Contrastive Topographic Models: Energy-based density models applied to
the understanding of sensory coding and cortical topography
- URL: http://arxiv.org/abs/2011.03535v1
- Date: Thu, 5 Nov 2020 16:36:43 GMT
- Title: Contrastive Topographic Models: Energy-based density models applied to
the understanding of sensory coding and cortical topography
- Authors: Simon Osindero
- Abstract summary: We address the problem of building theoretical models that help elucidate the function of the visual brain at computational/algorithmic and structural/mechanistic levels.
- Score: 9.555150216958246
- License: http://arxiv.org/licenses/nonexclusive-distrib/1.0/
- Abstract: We address the problem of building theoretical models that help elucidate the
function of the visual brain at computational/algorithmic and
structural/mechanistic levels. We seek to understand how the receptive fields
and topographic maps found in visual cortical areas relate to underlying
computational desiderata. We view the development of sensory systems from the
popular perspective of probability density estimation; this is motivated by the
notion that an effective internal representational scheme is likely to reflect
the statistical structure of the environment in which an organism lives.
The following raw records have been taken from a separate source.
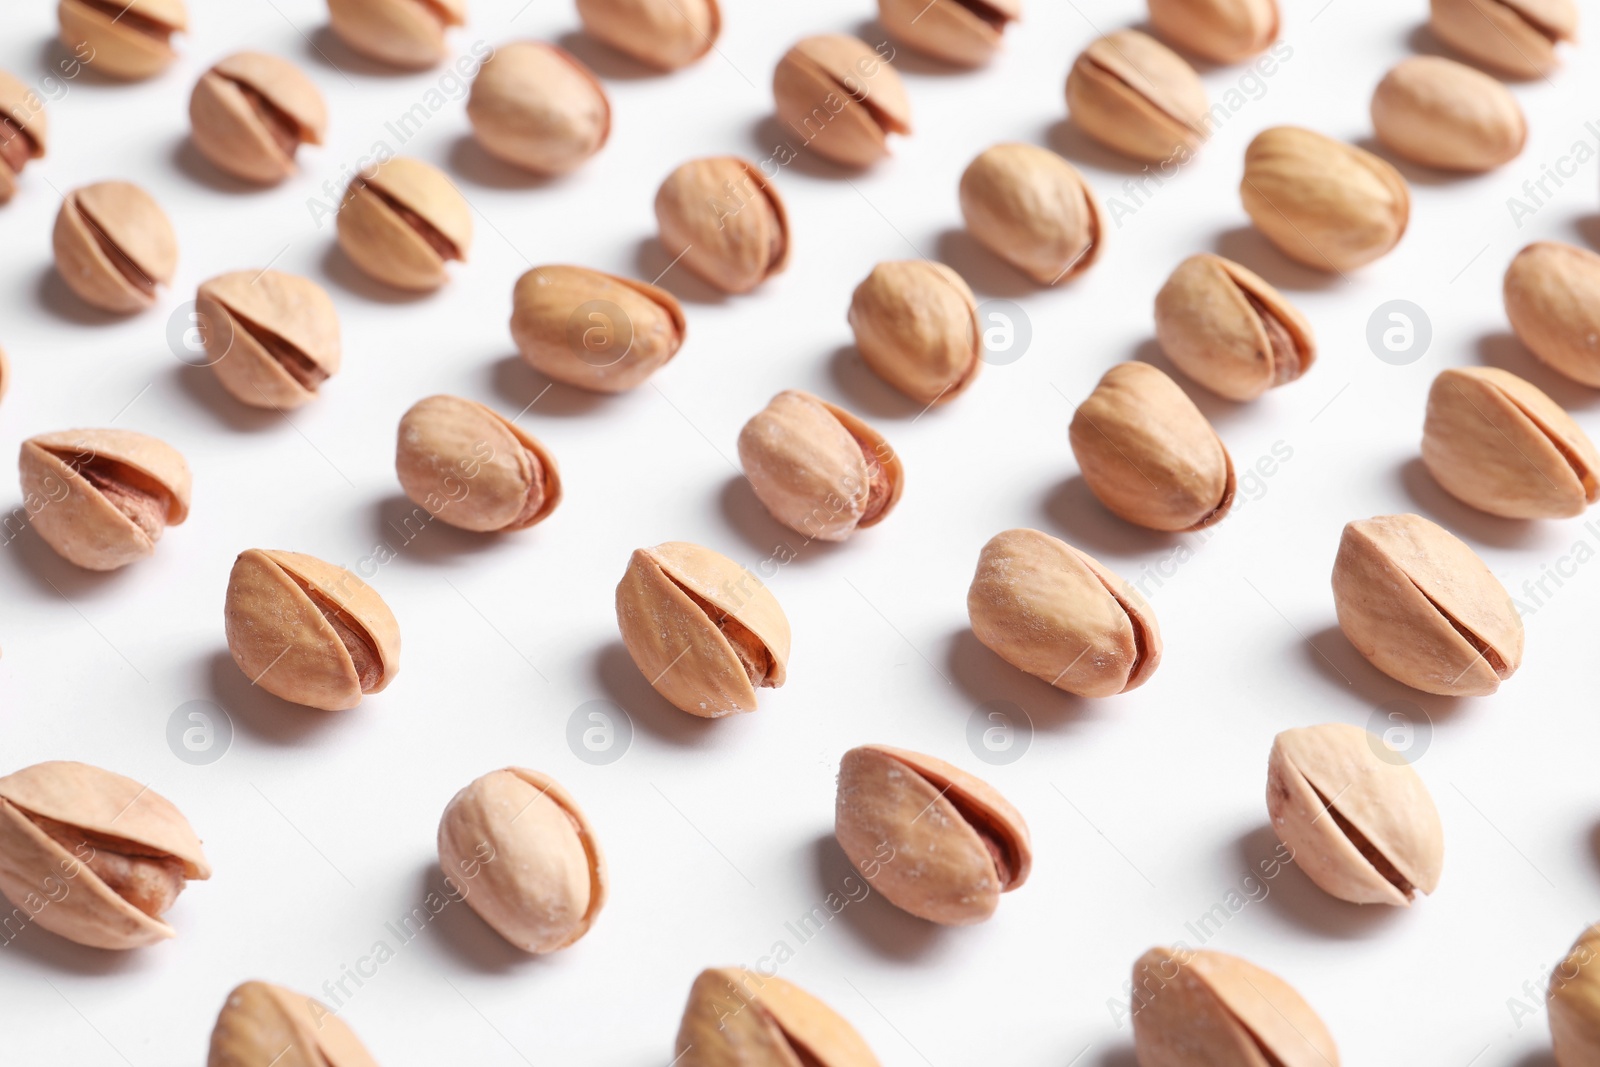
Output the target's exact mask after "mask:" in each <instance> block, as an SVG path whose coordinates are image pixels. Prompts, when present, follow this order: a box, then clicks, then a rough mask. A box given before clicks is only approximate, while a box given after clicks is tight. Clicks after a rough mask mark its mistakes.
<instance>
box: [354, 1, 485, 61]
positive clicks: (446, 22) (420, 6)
mask: <svg viewBox="0 0 1600 1067" xmlns="http://www.w3.org/2000/svg"><path fill="white" fill-rule="evenodd" d="M466 21H467V0H328V24H330V26H331V27H333V32H334V34H338V37H339V40H342V42H344V43H346V45H349V46H350V48H354V50H355V51H358V53H362V54H363V56H366V58H370V59H378V61H379V62H387V64H389V66H394V67H403V69H408V70H422V69H426V67H434V66H438V64H440V62H442V61H443V59H445V54H446V42H445V30H448V29H450V27H453V26H464V24H466Z"/></svg>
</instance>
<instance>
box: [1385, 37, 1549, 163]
mask: <svg viewBox="0 0 1600 1067" xmlns="http://www.w3.org/2000/svg"><path fill="white" fill-rule="evenodd" d="M1373 130H1374V131H1376V133H1378V139H1379V141H1382V142H1384V146H1386V147H1387V149H1389V150H1390V152H1394V154H1397V155H1403V157H1405V158H1408V160H1411V162H1413V163H1422V165H1424V166H1435V168H1438V170H1446V171H1491V170H1494V168H1496V166H1499V165H1501V163H1507V162H1510V160H1514V158H1517V155H1518V154H1520V152H1522V146H1523V144H1526V141H1528V122H1526V120H1525V118H1523V115H1522V106H1520V104H1517V98H1515V96H1512V94H1510V90H1507V88H1506V86H1504V85H1502V83H1501V82H1496V80H1494V78H1491V77H1490V75H1486V74H1482V72H1480V70H1474V69H1472V67H1469V66H1466V64H1461V62H1456V61H1454V59H1443V58H1440V56H1411V58H1410V59H1403V61H1402V62H1398V64H1395V67H1394V69H1392V70H1389V74H1386V75H1384V80H1382V82H1379V83H1378V88H1376V90H1374V91H1373Z"/></svg>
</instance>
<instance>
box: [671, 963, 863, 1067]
mask: <svg viewBox="0 0 1600 1067" xmlns="http://www.w3.org/2000/svg"><path fill="white" fill-rule="evenodd" d="M674 1053H675V1059H674V1061H672V1062H674V1064H677V1065H678V1067H794V1065H805V1067H878V1059H877V1056H874V1054H872V1049H870V1048H867V1043H866V1041H864V1040H862V1038H861V1035H859V1033H856V1029H854V1027H853V1025H850V1022H846V1021H845V1017H843V1016H840V1014H838V1013H837V1011H834V1009H832V1008H829V1006H827V1005H826V1003H822V1001H821V1000H818V998H816V997H813V995H811V993H808V992H805V990H803V989H800V987H798V985H794V984H792V982H786V981H784V979H781V977H773V976H768V974H760V973H757V971H746V969H742V968H707V969H704V971H701V973H699V976H698V977H696V979H694V985H693V987H690V1001H688V1005H685V1008H683V1022H682V1024H680V1025H678V1040H677V1045H675V1046H674Z"/></svg>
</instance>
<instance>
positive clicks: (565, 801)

We
apply biologically based constraints on elements of the model.
The thesis begins by surveying the relevant literature from the fields of
neurobiology, theoretical neuroscience, and machine learning. After this review
we present our main theoretical and algorithmic developments: we propose a
class of probabilistic models, which we refer to as "energy-based models", and
show equivalences between this framework and various other types of
probabilistic model such as Markov random fields and factor graphs; we also
develop and discuss approximate algorithms for performing maximum likelihood
learning and inference in our energy based models. The rest of the thesis is
then concerned with exploring specific instantiations of such models. By
performing constrained optimisation of model parameters to maximise the
likelihood of appropriate, naturalistic datasets we are able to qualitatively
reproduce many of the receptive field and map properties found in vivo, whilst
simultaneously learning about statistical regularities in the data.